また国連は最新のレポートを引用し、少なくとも来年までは支援を確実に継続する必要があると報告した。
世界保健機関(WHO)のテドロス(Tedros Adhanom Ghebreyesus)事務局長もパキスタンの医療施設の約10%が被災し、数百万人が医療を受けられずにいると指摘した。

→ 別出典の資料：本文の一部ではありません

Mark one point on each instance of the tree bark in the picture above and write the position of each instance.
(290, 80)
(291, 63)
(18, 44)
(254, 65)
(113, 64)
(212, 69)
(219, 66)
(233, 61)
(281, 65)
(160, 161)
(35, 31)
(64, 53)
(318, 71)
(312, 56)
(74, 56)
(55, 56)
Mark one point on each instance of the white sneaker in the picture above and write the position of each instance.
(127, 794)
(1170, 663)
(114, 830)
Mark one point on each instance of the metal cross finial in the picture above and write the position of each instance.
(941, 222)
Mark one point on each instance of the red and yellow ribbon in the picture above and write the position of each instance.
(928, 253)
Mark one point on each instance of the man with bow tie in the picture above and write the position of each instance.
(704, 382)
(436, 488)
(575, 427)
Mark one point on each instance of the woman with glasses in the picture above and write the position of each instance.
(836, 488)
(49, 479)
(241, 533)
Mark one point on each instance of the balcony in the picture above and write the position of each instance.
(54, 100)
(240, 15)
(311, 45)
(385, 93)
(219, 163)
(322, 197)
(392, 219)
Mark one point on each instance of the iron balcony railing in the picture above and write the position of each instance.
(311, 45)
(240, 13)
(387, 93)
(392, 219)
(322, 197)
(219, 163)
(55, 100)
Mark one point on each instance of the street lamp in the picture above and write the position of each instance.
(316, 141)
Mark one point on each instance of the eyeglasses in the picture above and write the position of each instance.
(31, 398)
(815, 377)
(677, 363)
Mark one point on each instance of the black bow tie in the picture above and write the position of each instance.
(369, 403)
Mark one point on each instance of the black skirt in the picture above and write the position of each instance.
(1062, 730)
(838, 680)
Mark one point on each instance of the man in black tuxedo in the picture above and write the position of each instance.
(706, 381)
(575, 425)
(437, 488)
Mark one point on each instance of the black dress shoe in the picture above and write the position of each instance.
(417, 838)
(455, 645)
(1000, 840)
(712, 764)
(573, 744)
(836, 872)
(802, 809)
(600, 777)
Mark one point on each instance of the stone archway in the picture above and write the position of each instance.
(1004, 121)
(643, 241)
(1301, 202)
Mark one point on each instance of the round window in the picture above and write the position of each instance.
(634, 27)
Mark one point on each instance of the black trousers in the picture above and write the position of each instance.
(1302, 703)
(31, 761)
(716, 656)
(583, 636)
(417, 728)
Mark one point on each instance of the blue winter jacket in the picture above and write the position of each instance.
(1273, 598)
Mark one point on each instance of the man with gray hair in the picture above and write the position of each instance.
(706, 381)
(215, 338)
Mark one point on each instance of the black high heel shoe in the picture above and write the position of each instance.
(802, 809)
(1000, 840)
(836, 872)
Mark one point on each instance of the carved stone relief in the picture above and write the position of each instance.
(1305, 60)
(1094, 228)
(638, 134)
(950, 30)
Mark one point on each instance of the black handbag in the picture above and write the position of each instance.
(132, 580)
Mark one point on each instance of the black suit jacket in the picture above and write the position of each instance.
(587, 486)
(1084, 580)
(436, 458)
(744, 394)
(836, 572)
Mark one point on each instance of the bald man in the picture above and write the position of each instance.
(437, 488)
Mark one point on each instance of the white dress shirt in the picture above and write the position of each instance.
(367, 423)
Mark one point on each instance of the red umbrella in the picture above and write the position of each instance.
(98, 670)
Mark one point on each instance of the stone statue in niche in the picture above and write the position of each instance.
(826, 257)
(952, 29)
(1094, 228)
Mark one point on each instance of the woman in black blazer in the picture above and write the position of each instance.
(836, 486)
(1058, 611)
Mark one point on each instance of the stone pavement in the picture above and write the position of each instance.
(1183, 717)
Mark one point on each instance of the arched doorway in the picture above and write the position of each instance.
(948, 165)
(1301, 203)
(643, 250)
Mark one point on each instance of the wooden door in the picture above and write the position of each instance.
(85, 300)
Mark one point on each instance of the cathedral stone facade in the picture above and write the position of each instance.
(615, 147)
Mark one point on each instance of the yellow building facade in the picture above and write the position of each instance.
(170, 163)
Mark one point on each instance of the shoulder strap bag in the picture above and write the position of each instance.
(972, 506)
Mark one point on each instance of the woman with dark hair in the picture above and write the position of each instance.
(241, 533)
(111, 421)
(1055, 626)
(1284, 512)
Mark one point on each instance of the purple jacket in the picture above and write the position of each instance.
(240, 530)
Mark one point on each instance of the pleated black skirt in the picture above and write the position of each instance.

テドロス氏は3日の声明で国際社会にパキスタンを支援するよう呼びかけた。
NDMAによると、浸水エリアは縮小しつつあるが、排水設備が整っていない地方都市の水はなかなか引かず、感染症のリスクが劇的に高まっているという。
医師たちは特に被害の大きかった南西部バルチスタン州と南部シンド州で感染症の拡大を食い止めようとしている。
この災害により、学齢期の子供約1200万人が授業を受けられずにいる。